武青婴每一到两天就下山一趟,有时候给张无忌带些吃的,有时候便是下山与他说说话,抽查他是否把那些心法武功背下。也不知是红梅山庄是有哪位掌门与武烈有要事相商,差不多过了半个月他才回连环庄。
当晚,父女两人难得坐在一起用晚饭,武烈问起武青婴这段日子的情况:“管家说你最近常常下山?”

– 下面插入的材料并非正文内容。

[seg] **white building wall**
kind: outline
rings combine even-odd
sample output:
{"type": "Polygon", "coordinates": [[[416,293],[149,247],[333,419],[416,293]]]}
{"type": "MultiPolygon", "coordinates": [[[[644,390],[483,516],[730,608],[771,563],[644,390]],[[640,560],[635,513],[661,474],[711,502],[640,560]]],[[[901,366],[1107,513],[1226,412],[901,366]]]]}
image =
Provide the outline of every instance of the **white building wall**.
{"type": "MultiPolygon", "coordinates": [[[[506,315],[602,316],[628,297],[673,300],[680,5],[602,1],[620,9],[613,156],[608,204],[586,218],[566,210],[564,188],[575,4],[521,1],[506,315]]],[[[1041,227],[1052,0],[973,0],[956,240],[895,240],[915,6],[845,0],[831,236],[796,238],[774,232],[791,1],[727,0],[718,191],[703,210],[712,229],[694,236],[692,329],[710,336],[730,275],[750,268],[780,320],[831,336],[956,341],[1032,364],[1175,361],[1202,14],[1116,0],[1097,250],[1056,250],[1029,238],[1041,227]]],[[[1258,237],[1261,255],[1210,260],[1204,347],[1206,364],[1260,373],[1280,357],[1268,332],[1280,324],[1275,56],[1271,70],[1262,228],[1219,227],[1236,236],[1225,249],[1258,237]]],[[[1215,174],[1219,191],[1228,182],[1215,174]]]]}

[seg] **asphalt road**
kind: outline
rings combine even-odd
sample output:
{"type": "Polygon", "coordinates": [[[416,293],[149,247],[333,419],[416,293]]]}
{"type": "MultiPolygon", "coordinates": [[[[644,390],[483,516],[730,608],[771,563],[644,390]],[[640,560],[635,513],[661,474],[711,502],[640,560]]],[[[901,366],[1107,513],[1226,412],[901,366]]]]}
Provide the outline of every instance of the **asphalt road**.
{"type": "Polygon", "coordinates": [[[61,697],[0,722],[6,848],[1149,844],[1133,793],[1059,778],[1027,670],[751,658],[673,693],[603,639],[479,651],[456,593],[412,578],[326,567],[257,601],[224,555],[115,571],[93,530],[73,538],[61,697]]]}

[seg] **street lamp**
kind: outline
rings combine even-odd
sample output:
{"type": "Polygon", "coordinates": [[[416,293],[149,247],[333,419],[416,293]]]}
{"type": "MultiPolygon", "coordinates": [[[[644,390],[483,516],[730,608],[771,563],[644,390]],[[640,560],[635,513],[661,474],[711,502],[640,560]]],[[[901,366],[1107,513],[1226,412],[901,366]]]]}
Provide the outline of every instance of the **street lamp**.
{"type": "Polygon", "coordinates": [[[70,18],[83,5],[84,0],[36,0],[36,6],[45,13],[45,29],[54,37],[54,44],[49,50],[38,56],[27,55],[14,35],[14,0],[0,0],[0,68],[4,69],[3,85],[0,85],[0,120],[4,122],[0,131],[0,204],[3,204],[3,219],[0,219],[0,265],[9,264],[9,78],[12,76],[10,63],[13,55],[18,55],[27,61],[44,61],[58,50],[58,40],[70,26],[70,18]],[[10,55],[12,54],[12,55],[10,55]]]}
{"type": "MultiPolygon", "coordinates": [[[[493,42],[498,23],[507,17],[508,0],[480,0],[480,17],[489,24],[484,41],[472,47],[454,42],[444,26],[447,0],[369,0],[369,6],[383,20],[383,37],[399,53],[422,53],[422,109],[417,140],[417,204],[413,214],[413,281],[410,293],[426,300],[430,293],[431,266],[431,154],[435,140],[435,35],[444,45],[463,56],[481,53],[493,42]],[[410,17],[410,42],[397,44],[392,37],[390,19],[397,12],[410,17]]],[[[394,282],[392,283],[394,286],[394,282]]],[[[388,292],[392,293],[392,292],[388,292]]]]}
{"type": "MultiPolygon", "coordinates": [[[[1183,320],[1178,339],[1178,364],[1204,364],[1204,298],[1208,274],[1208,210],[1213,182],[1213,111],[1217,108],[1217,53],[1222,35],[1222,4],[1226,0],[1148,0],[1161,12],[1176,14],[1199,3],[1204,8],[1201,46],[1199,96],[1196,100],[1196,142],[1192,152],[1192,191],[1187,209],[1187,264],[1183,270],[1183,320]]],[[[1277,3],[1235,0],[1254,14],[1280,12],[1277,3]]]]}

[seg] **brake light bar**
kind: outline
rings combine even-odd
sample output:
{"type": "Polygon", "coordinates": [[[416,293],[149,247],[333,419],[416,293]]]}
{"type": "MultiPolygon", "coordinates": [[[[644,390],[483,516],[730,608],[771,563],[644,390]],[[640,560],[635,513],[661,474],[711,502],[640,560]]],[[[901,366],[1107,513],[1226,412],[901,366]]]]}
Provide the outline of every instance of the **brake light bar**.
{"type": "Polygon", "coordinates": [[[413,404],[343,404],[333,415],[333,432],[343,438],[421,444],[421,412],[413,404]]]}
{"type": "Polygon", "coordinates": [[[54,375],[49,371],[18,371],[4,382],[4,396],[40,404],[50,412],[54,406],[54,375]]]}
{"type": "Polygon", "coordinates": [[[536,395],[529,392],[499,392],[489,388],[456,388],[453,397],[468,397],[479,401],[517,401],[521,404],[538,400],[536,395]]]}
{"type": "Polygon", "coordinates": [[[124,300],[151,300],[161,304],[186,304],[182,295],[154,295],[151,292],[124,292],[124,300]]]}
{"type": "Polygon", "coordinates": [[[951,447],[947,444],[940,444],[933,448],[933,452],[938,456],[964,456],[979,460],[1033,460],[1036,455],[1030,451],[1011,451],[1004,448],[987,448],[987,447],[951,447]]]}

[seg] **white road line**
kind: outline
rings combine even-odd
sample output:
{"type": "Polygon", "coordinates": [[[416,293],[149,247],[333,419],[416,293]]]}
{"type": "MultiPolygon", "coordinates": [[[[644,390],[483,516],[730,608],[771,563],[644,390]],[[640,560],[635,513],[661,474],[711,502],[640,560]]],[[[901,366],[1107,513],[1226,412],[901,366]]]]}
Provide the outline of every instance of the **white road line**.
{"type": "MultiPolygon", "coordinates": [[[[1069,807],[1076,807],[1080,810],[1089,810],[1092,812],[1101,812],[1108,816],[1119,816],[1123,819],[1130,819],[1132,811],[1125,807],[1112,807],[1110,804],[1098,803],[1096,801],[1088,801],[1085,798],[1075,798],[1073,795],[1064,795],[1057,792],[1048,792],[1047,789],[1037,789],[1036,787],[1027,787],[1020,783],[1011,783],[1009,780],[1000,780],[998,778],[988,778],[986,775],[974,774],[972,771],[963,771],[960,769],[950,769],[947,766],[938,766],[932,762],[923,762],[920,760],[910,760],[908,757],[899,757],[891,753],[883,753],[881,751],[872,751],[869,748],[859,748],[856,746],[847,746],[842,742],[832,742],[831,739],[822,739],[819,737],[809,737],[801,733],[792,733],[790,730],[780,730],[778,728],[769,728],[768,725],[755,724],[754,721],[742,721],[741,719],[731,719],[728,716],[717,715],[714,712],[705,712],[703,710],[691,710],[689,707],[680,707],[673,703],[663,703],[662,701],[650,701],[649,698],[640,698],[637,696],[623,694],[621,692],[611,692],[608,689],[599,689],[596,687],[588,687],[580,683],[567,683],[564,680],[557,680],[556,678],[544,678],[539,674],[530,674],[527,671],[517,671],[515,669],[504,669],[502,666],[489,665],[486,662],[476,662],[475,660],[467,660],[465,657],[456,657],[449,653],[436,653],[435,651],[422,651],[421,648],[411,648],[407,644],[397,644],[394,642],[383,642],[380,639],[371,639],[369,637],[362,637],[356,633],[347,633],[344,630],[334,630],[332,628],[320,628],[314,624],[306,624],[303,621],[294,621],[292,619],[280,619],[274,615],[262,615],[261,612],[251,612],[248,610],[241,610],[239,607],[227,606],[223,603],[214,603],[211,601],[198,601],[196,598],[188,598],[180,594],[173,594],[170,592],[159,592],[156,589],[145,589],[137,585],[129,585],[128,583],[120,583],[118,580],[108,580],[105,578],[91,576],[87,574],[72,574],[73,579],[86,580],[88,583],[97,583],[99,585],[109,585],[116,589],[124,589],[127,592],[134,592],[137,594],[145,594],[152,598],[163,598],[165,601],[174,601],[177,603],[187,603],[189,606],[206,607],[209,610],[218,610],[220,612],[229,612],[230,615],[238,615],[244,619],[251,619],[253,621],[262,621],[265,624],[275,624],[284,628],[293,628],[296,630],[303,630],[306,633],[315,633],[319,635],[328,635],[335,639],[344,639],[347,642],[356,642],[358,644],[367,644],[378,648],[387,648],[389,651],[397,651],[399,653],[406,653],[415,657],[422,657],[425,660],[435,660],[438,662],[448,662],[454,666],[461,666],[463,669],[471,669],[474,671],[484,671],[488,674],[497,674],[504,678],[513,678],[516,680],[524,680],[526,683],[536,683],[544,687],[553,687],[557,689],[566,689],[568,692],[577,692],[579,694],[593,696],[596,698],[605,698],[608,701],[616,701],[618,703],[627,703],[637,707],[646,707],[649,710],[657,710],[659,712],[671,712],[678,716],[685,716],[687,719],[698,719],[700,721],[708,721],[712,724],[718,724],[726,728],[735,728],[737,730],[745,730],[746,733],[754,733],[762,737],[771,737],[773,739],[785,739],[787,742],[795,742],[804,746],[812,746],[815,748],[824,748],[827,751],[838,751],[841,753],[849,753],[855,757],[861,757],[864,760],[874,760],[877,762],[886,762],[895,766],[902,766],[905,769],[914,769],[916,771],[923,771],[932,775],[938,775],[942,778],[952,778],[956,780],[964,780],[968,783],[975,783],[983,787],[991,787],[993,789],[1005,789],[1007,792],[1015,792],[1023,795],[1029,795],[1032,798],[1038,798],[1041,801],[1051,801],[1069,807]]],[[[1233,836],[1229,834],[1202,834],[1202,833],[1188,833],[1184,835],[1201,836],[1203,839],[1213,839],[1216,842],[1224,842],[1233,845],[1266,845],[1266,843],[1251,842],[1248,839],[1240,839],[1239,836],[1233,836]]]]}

“嗯,山下有生机。”许是因为偶尔和张无忌说说话,又许是因为要教张无忌武功这样的“重任”在身,武青婴感觉自己的日子些微有了一些盼头,至少……不会每时每刻都那么难熬。
“生机?”武烈问,“是什么?”
“山下的市集上,有家包子铺,每天都会有新鲜的包子,要是前一天卖得好,第二天就会有两笼肉包,如果卖的不好,就只有一笼;还有,”连武青婴自己都没有察觉,她的嘴角微微弯起,“街角有一家面摊,老板娘煮面的火候掌握得特别好,不管食客是要劲道的,还是烂一点的,只要你要求说得足够明白,老板娘就能煮出你要的味道。”
武烈好久没有在女儿脸上看到这种放松的神情了,他虽不知女儿言语之中的“生机”是何物,却仍为她难得的高兴而高兴:“你很喜欢山下?”
“我不是喜欢山下,我只是喜欢那种烟火气,那种……”武青婴也不知道该如何形容,“仿佛……前方有路的确定感。”
一直以来,她惧生不惧死,她感到自己的眼前始终是一片迷茫,没有前路,不知方向,也许就在下一步脚下就是万丈深渊,也许下一步脚下还有几步的山道。她的每一天、走的每一步都战战兢兢。
可是那些生机,就仿佛希望一般,她开始愿意相信,也许没有那么糟。
很久很久以前,朋友曾经说她是高敏感人群。当有人向她倾诉,她会代入并共情倾诉者的经历与感受;当自己一天的规划被打断,她会焦虑、烦躁;习惯对信息进行深度加工处理,并对自己的经历进行大量反思,同时会消极过度思考……
这些高敏感人群的特质,无一不在她身上体现着。她被人说想太多,被人说娇贵,被人多大惊小怪。